Streamlit also helps us in intermittent demos, where the final UI is not yet finalised, but you want to quickly try some UI and make changes, quickly to get signed with the stakeholders. It also doesn’t need extra installation other than the Streamlit package, providing quicker and hassle-free installations.

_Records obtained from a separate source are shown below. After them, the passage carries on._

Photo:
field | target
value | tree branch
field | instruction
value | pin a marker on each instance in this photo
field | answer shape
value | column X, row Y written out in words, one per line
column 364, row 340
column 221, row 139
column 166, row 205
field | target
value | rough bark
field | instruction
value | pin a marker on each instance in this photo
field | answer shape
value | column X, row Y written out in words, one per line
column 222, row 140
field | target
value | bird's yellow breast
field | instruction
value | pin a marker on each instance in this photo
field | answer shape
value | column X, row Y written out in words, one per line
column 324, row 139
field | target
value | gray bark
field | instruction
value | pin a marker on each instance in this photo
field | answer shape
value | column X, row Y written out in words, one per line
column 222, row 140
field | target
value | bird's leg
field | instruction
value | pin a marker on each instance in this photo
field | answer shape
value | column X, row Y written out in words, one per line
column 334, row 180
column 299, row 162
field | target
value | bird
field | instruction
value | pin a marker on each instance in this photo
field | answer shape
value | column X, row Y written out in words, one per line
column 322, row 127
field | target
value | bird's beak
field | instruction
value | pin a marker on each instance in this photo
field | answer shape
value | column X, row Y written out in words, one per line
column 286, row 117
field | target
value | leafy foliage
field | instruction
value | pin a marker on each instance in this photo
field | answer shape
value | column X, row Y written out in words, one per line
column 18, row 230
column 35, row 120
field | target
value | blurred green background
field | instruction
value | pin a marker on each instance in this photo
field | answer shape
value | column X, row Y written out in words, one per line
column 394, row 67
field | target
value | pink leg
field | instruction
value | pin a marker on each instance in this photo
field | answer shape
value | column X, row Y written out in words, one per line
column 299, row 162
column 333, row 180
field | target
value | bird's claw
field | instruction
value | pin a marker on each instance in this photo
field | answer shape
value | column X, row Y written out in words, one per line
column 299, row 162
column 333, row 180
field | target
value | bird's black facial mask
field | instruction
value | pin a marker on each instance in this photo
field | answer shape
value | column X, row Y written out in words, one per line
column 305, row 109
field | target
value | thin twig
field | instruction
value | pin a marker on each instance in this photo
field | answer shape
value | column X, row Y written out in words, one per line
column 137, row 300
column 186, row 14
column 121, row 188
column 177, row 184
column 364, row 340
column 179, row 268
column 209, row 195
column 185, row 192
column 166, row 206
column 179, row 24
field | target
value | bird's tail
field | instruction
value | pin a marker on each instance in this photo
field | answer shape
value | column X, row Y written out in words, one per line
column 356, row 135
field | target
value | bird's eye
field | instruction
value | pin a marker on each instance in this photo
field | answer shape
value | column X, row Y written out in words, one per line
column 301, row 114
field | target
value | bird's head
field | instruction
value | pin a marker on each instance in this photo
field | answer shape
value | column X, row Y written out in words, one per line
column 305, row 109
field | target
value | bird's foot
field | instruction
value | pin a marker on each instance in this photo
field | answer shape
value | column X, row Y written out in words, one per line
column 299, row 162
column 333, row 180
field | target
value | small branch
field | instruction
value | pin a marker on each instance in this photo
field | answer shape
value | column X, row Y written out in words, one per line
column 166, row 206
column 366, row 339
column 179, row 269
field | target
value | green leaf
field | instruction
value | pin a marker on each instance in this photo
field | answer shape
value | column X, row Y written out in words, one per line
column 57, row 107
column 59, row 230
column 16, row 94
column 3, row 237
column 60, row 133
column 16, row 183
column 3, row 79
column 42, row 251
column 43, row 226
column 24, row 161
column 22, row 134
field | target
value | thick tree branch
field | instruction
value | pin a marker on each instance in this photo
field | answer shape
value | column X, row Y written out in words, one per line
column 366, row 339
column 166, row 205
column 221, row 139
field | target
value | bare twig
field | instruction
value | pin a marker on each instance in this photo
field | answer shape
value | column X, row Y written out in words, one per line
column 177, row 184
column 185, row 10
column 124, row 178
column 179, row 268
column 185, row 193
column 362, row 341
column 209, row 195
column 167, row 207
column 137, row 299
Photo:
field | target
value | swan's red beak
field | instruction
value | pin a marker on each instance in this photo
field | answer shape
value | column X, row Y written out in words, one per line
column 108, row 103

This instance underscores the adaptability of Streamlit in crafting visually attractive and user-centric applications without requiring extensive frontend expertise. Because of its robust capabilities and user-friendly interface, Streamlit effectively connects data science with tangible real-world outcomes, transforming machine learning models from mere code into instruments for meaningful change and interactive applications.